7. For SRR7 (data breach), the current position shows a reduced target score of 16, aligned with the trajectory for the internal cyber risk reported in the ORR. This change also reflects strengthened information governance controls including the introduction of data protection health checks, enhanced third party assurance, and improved incident response arrangements. It also reflects a more coherent articulation of the relationship between cyber and non-cyber drivers of data breach risk, enabling a clearer pathway to reduction.

Operational Risk Register

8. A summary of operational risks with a current score of 16 or above is presented at annex 2, including key current controls and mitigation plans. There are 21 open risks, including 4 new risks. 7 risks have been closed or de-escalated from the ORR this quarter due to controls and mitigations progressing successfully. The most significant operational risks (with a score of 25) are:

  • Adult secure inpatient capacity (ORR 18360)
    • risk score increased from 16 to 25 following closure of capacity at St Andrew’s Healthcare Northampton
    • impact includes pressures on patient flow, prison transfers and delivery of care standards
    • a national response has been mobilised to stabilise the system
  • Digital workforce capacity (ORR 16936)
    • persistent risk relating to recruitment and retention of digital and data specialists
    • critical dependency for delivery of digital transformation and service continuity
  • Performance management capability (ORR 8736)
    • ongoing risk regarding system support to manage performance concerns relating to primary care practitioners.
  • Cyber security and service resilience (ORR 13180)
    • Persistent high-severity risk with long-term mitigation horizon to March 2027.
  1. 4 new risks highlight emerging pressures:
  • Pandemic preparedness (ORR 11941): escalated to the ORR, reflecting system-wide readiness requirements.
  • Workforce attrition during organisational transition (ORR NEW): risk to capacity and capability prior to integration of NHS England into the Department of Health and Social Care.
  • Technology, digital and data (TDD) transformation risk (ORR 22338): potential impact on service continuity during structural change.
  • Medical device regulation compliance (ORR 22341): risk of an ‘innovation freeze’ if NHS England cannot meet new regulatory requirements for AI-enabled technologies.

Risk and resilience

10. In March 2026 the Board considered the Emergency preparedness, resilience and response (EPRR) annual assurance report. The Board questioned how the prioritisation of preparedness activity corresponds to our risk registers, particularly in the context of pandemic and cyber risk – with only the latter appearing on the SRR.

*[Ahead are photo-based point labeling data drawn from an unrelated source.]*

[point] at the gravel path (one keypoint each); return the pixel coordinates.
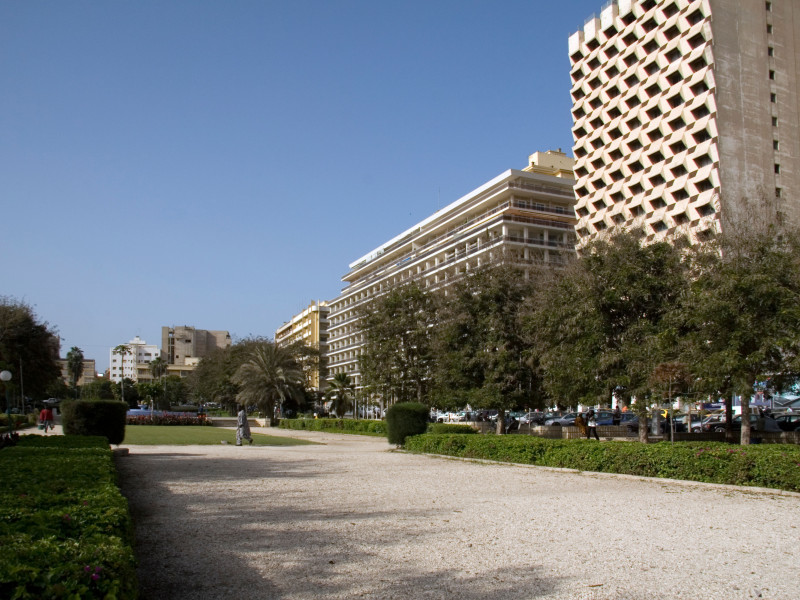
(350, 518)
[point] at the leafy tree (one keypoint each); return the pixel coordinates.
(27, 345)
(744, 312)
(599, 328)
(268, 375)
(396, 358)
(340, 393)
(480, 349)
(75, 366)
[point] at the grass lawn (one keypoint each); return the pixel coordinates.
(185, 435)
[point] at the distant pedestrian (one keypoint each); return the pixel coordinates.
(580, 423)
(591, 425)
(243, 428)
(46, 418)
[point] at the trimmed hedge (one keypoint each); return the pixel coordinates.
(360, 427)
(406, 419)
(65, 528)
(770, 466)
(95, 417)
(445, 428)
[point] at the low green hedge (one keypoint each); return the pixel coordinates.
(65, 529)
(771, 466)
(95, 417)
(445, 428)
(360, 427)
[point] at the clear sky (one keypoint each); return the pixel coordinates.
(219, 164)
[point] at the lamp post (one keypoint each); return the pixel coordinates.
(5, 376)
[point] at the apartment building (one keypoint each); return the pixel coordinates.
(521, 216)
(686, 115)
(309, 327)
(183, 346)
(135, 364)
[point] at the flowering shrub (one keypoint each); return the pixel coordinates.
(65, 529)
(167, 419)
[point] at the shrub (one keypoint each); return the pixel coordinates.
(771, 466)
(360, 427)
(444, 428)
(406, 419)
(95, 417)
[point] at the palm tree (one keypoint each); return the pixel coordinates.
(75, 366)
(122, 350)
(269, 374)
(340, 392)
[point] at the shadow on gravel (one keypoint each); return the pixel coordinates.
(193, 543)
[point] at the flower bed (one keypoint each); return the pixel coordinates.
(65, 529)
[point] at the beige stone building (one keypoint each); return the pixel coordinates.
(309, 327)
(686, 114)
(524, 217)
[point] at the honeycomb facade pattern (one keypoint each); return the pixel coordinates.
(666, 136)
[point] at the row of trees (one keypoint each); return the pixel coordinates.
(637, 322)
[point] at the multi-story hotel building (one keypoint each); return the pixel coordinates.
(309, 327)
(184, 346)
(686, 114)
(521, 216)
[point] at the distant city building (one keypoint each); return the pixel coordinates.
(309, 327)
(523, 217)
(686, 115)
(89, 371)
(135, 365)
(184, 346)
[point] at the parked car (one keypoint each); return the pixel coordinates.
(788, 421)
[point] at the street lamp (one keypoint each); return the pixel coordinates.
(5, 376)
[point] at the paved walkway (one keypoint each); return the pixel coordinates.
(349, 518)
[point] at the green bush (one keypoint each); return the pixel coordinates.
(406, 419)
(445, 428)
(769, 465)
(65, 528)
(95, 417)
(360, 427)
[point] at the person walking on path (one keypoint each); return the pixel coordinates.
(46, 418)
(591, 425)
(243, 428)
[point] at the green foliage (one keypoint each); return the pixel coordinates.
(95, 417)
(770, 466)
(405, 419)
(361, 427)
(64, 526)
(447, 428)
(25, 340)
(396, 358)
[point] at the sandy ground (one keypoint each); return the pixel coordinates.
(351, 518)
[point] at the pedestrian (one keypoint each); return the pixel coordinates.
(591, 425)
(46, 418)
(243, 428)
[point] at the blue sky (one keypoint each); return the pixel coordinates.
(219, 164)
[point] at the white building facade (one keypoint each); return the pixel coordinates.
(525, 217)
(135, 364)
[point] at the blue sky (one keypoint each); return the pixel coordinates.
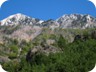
(47, 9)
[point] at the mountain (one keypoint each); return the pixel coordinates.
(20, 19)
(77, 21)
(73, 21)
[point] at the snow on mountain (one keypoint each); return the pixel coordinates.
(65, 21)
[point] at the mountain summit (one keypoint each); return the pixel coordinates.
(73, 21)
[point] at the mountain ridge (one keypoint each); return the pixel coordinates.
(65, 21)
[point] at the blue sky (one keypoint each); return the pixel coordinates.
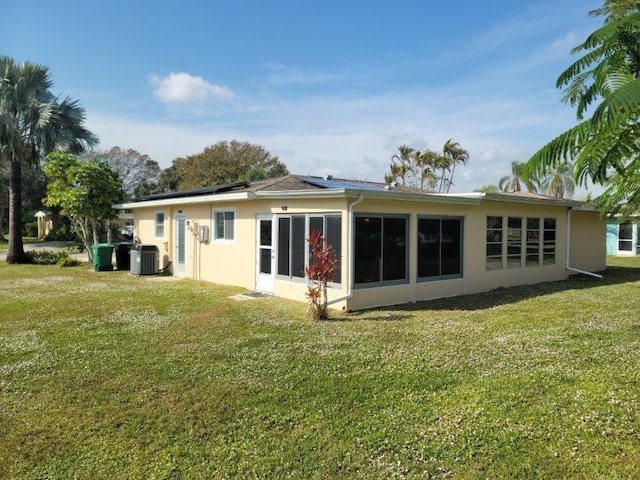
(330, 87)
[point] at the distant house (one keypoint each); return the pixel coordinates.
(44, 220)
(396, 244)
(622, 237)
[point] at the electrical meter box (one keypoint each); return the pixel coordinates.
(203, 233)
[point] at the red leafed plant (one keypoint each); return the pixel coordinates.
(321, 269)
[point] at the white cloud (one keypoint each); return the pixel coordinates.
(184, 88)
(355, 137)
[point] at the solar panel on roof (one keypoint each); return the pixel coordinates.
(339, 184)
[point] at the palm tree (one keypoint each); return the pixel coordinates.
(442, 164)
(605, 147)
(426, 169)
(559, 181)
(401, 163)
(33, 122)
(517, 180)
(456, 154)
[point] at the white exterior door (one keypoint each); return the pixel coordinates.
(265, 255)
(180, 257)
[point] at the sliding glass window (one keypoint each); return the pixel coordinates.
(381, 251)
(439, 248)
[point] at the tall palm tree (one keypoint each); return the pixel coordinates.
(559, 181)
(443, 164)
(426, 169)
(456, 154)
(33, 122)
(605, 147)
(517, 180)
(402, 163)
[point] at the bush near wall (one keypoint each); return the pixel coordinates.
(50, 257)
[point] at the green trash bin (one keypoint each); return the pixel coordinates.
(102, 257)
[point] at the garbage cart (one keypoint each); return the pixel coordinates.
(102, 257)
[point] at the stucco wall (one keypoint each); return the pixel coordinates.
(588, 241)
(235, 263)
(476, 278)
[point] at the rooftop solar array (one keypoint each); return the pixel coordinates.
(343, 184)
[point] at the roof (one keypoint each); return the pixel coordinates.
(312, 186)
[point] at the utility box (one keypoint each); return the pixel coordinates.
(144, 260)
(123, 255)
(102, 257)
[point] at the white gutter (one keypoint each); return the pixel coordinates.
(352, 247)
(211, 198)
(576, 270)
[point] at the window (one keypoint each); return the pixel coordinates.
(224, 225)
(549, 242)
(625, 237)
(514, 242)
(159, 224)
(533, 242)
(439, 248)
(381, 251)
(293, 248)
(494, 243)
(535, 235)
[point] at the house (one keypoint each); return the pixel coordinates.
(396, 244)
(622, 237)
(44, 220)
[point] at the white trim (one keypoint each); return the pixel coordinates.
(225, 197)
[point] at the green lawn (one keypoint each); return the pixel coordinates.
(107, 375)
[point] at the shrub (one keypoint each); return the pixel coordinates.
(51, 257)
(322, 266)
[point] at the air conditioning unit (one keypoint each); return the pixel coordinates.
(144, 260)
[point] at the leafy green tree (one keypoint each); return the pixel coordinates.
(559, 181)
(33, 122)
(138, 173)
(223, 163)
(605, 146)
(85, 191)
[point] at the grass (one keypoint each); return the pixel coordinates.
(108, 375)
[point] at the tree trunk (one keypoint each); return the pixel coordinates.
(15, 252)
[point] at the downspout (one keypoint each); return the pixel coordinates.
(575, 270)
(350, 227)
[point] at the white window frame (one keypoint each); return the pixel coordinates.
(158, 225)
(214, 225)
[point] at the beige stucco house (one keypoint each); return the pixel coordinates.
(396, 244)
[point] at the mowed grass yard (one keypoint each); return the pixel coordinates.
(108, 375)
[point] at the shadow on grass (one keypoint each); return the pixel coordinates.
(613, 275)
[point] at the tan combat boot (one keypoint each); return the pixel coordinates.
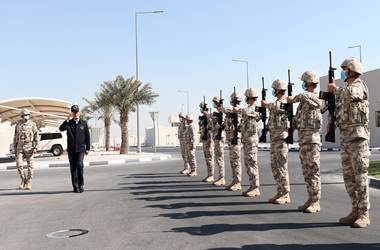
(362, 221)
(193, 173)
(251, 192)
(220, 182)
(185, 172)
(271, 200)
(304, 206)
(21, 186)
(208, 179)
(313, 208)
(349, 219)
(235, 187)
(282, 200)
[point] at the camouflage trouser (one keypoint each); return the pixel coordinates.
(250, 160)
(279, 165)
(208, 148)
(190, 151)
(28, 154)
(310, 155)
(184, 155)
(219, 156)
(355, 161)
(235, 162)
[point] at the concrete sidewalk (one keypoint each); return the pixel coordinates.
(93, 159)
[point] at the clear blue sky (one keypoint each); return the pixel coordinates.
(65, 49)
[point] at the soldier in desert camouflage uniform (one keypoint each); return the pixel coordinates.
(207, 141)
(25, 142)
(308, 123)
(190, 145)
(278, 127)
(182, 143)
(232, 123)
(250, 142)
(352, 114)
(217, 128)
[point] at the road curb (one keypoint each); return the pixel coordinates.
(374, 182)
(91, 163)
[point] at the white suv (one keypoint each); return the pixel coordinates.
(53, 143)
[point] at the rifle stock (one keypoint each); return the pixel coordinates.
(289, 108)
(263, 111)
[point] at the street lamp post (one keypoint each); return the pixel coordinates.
(360, 50)
(137, 72)
(187, 98)
(247, 68)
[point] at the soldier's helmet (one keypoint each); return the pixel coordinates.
(236, 96)
(345, 62)
(25, 112)
(309, 77)
(203, 105)
(216, 99)
(189, 117)
(279, 85)
(251, 93)
(353, 64)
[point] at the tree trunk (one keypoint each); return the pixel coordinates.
(124, 133)
(107, 126)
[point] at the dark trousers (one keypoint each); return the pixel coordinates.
(76, 168)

11. EPRR assessments are guided by the government’s National Risk Register, which considers risks at a whole‑country level, whereas NHS England’s risk registers focus specifically on the organisation, with linkage to the wider health system.

12. As a result, while a pandemic is assessed as a high risk at a national level given its potential to affect every person and organisation and place significant pressure on the health system, our organisational risk rating is lower due to the mitigations and preparedness measures already in place. Conversely, when viewed from an NHS England perspective, a cyber incident presents a higher risk in terms of both likelihood and impact, and is therefore rated higher than pandemic risk in our risk registers.

13. Following review by the responsible team, our existing pandemic preparedness risk has been escalated to the ORR. This risk focuses on the capacity and capability for the NHS to prepare for and respond to a new and emerging pandemic.

14. In relation to resilience more broadly, we have asked risk owners to ensure any impact of international conflict is adequately reflected in their risks. This is most pertinent to the risks relating to financial performance, supply chain and cyber attacks.